In today's Journal Gazette, Washington Bureau chief Sylvia Smith reported, "When Hoosiers vote in November, their ballot choices will decide more than their representatives in Washington for the next two years. Indiana will likely determine whether Republicans remain in charge of the House."
Political observers early this year gauged Democratic chances of a House takeover by hinging them on the scope of the election---whether or not voters would frame the choice in national or local terms. But now, Republicans are embracing the national frame, even using it against their Democratic opponents. The NRCC began running a television ad in IN-08 Friday that asks, if Democrats took control of the House, whether Democrat Brad Ellsworth would support Nancy Pelosi as Speaker. "She and other Democrats want to raise your taxes, cut and run in Iraq, and give amnesty to illegal immigrants," it said. (IOM has requested a copy of the ad from the NRCC.)
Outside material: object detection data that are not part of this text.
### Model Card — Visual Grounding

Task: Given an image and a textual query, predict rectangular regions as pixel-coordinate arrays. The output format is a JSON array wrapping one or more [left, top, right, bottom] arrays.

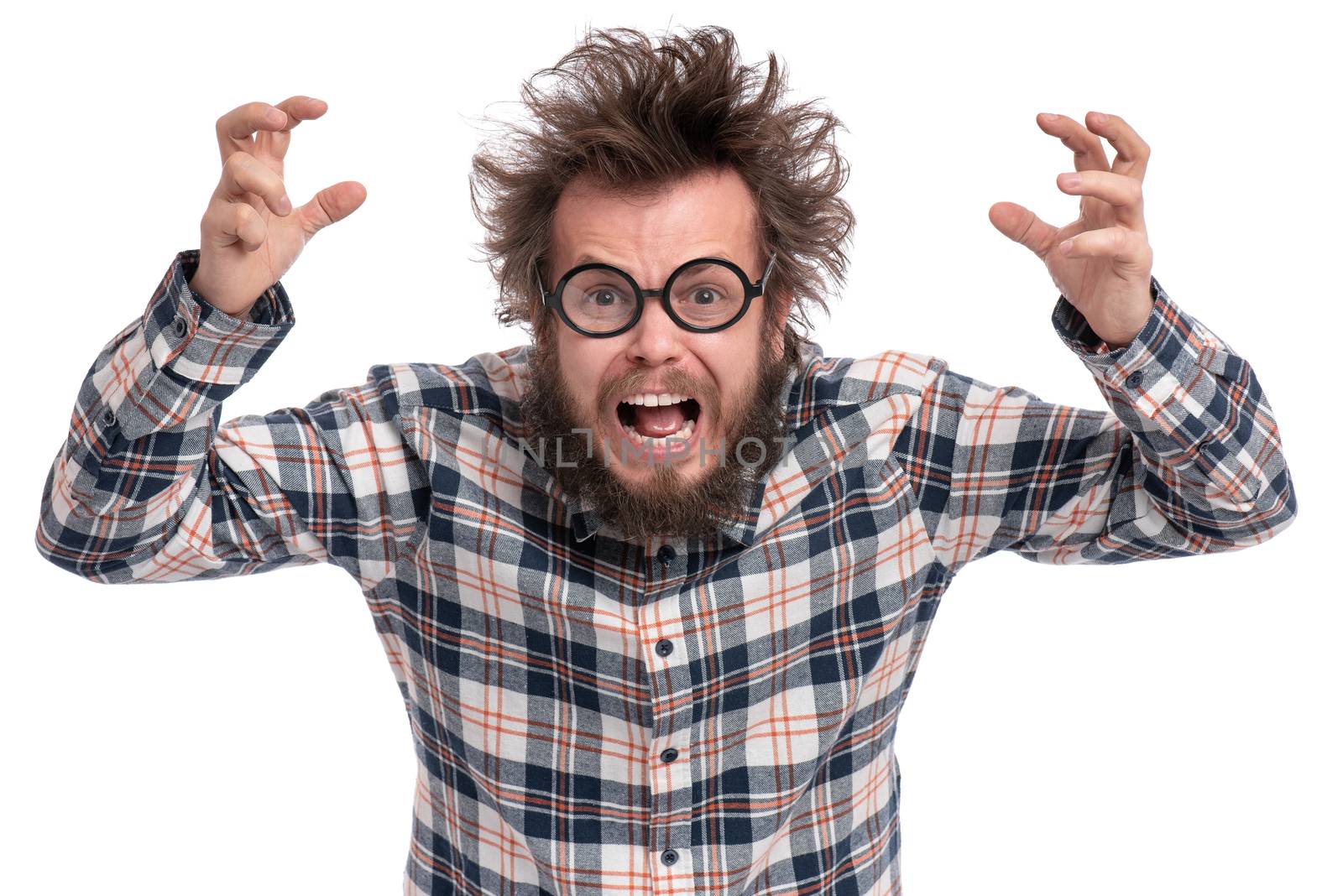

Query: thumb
[[298, 181, 368, 236], [989, 202, 1058, 258]]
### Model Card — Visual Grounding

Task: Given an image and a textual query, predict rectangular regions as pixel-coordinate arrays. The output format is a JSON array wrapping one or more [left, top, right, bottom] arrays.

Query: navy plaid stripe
[[36, 251, 1296, 894]]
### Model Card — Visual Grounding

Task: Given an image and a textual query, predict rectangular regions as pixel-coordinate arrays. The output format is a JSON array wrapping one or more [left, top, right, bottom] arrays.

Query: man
[[36, 29, 1296, 893]]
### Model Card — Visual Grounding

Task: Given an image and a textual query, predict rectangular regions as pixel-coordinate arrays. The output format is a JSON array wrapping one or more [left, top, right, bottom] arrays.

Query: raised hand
[[989, 112, 1152, 349], [191, 96, 368, 316]]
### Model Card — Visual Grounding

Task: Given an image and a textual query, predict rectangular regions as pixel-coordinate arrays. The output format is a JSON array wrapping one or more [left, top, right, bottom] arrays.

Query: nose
[[626, 298, 685, 366]]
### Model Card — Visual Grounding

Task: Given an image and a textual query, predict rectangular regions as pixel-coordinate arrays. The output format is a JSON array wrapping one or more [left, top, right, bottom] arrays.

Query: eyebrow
[[573, 251, 730, 267]]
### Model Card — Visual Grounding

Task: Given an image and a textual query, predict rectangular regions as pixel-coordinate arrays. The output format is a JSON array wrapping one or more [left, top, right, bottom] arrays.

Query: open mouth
[[615, 392, 700, 445]]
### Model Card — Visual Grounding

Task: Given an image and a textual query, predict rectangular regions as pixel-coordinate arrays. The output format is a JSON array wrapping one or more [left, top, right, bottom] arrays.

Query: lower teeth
[[624, 419, 694, 448]]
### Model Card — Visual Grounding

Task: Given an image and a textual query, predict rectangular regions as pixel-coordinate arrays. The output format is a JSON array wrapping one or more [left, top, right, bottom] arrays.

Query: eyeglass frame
[[536, 253, 777, 339]]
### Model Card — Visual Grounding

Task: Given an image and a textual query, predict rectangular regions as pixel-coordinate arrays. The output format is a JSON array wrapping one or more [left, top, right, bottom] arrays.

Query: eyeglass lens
[[560, 262, 745, 333]]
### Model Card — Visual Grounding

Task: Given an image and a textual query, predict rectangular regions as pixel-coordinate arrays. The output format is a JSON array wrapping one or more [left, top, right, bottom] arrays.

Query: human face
[[542, 168, 787, 487]]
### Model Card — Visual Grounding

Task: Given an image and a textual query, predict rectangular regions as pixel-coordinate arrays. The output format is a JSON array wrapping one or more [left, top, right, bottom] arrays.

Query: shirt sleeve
[[35, 249, 427, 590], [920, 278, 1296, 571]]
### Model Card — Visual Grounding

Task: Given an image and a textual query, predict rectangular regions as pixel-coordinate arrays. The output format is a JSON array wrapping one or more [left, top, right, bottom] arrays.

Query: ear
[[766, 291, 792, 356]]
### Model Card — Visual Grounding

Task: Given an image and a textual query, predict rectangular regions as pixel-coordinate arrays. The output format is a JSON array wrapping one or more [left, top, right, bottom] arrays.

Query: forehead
[[551, 168, 756, 269]]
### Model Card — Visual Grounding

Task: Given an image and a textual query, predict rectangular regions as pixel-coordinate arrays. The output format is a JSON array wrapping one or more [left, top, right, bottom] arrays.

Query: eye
[[583, 286, 630, 309], [588, 289, 620, 306], [690, 286, 725, 306]]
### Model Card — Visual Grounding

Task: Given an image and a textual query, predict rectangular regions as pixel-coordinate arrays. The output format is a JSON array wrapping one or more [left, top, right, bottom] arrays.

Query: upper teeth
[[620, 392, 690, 406]]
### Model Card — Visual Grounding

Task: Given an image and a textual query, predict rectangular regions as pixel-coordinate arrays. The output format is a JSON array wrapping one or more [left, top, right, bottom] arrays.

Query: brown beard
[[521, 322, 797, 540]]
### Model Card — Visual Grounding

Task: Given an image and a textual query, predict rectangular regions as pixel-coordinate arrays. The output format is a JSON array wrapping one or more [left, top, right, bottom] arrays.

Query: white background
[[0, 2, 1343, 896]]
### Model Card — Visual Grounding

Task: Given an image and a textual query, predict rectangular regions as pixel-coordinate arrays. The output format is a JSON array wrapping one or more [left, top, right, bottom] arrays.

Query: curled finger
[[219, 150, 293, 215], [200, 200, 266, 253]]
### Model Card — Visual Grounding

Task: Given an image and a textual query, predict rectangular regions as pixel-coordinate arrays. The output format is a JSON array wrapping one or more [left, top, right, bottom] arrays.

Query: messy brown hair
[[470, 27, 854, 336]]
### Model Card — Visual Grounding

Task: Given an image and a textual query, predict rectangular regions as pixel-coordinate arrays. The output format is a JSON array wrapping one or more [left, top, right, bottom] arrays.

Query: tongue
[[634, 404, 685, 439]]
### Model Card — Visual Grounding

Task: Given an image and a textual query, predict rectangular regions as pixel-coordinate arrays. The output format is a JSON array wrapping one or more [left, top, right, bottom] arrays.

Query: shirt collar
[[564, 339, 823, 547]]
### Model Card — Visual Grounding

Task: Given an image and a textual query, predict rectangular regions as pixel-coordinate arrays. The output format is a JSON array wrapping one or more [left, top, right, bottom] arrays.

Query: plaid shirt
[[36, 251, 1296, 893]]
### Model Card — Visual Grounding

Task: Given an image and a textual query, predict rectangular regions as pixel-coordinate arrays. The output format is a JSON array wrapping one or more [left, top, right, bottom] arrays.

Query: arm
[[908, 278, 1296, 573], [35, 249, 427, 589]]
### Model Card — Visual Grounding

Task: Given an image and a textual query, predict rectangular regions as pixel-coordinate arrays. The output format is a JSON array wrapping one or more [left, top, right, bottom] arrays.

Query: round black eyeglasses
[[536, 253, 776, 338]]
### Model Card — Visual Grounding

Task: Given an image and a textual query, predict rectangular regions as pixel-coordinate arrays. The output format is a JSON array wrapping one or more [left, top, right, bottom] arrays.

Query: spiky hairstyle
[[470, 25, 854, 339]]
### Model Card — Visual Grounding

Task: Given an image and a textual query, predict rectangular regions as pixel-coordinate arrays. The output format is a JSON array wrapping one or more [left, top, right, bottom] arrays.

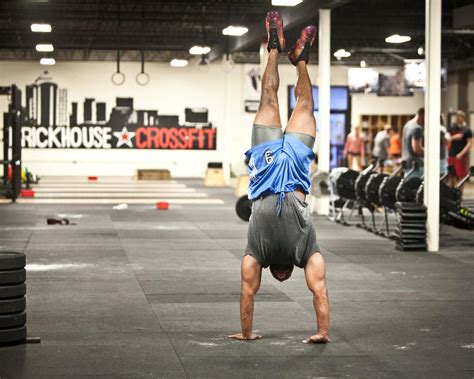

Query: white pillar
[[224, 68, 235, 185], [316, 9, 331, 215], [424, 0, 442, 251]]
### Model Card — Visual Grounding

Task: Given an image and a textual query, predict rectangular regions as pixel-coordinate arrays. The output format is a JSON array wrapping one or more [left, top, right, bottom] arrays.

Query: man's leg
[[252, 11, 285, 140], [285, 61, 316, 138], [253, 49, 281, 133], [303, 253, 329, 343], [229, 255, 262, 340]]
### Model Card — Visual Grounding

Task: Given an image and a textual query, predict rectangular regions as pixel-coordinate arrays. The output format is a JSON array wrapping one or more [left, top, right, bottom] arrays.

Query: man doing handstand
[[229, 11, 329, 343]]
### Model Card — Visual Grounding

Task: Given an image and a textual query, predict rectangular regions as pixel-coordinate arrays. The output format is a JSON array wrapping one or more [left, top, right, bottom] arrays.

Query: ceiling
[[0, 0, 474, 68]]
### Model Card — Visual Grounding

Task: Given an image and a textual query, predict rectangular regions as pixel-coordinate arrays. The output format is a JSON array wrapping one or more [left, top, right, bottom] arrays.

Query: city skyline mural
[[16, 81, 217, 150]]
But for the GOP, it's a tactic that requires voters to apply guilt by association---to a candidate that has never even served with Pelosi. It is either indicative of polling data that shows national figures like Pelosi as intensely disliked in Indiana, or a complete lack of issues with which to attack Ellsworth legitimately. It has to be hard for Chris Chocola to credibly charge that Joe Donnelly "opposed the ethanol bill" when he has no voting record in Congress. By that stretch, it's even more incredulous to suggest Ellsworth should have to justify the ideology of Nancy Pelosi.
In IN-09, though Mike Sodrel has the luxury of Baron Hill's tangible, 6-year long voting record, he too is deploying the same tactic. During the WTIU debate last week, Sodrel said Republican leaders were "from the heartland of America...If this House turns over, Nancy Pelosi will be Speaker of the House, from San Francisco, California. The likely Majority Leader would be Steny Hoyer, from Maryland. If you look at the various committee chairs, you're basically taking the leadership from the heartland of America to the coasts. And I think that has to be something you consider when you are considering who you are voting for in this election."
By running against the party, instead of the party's candidate, Hoosier Republicans are constructing straw men, imaginary candidates that need not accurately reflect the actual views of the actual candidates.
But are they also inadvertently nationalizing what they so wanted to be a local election?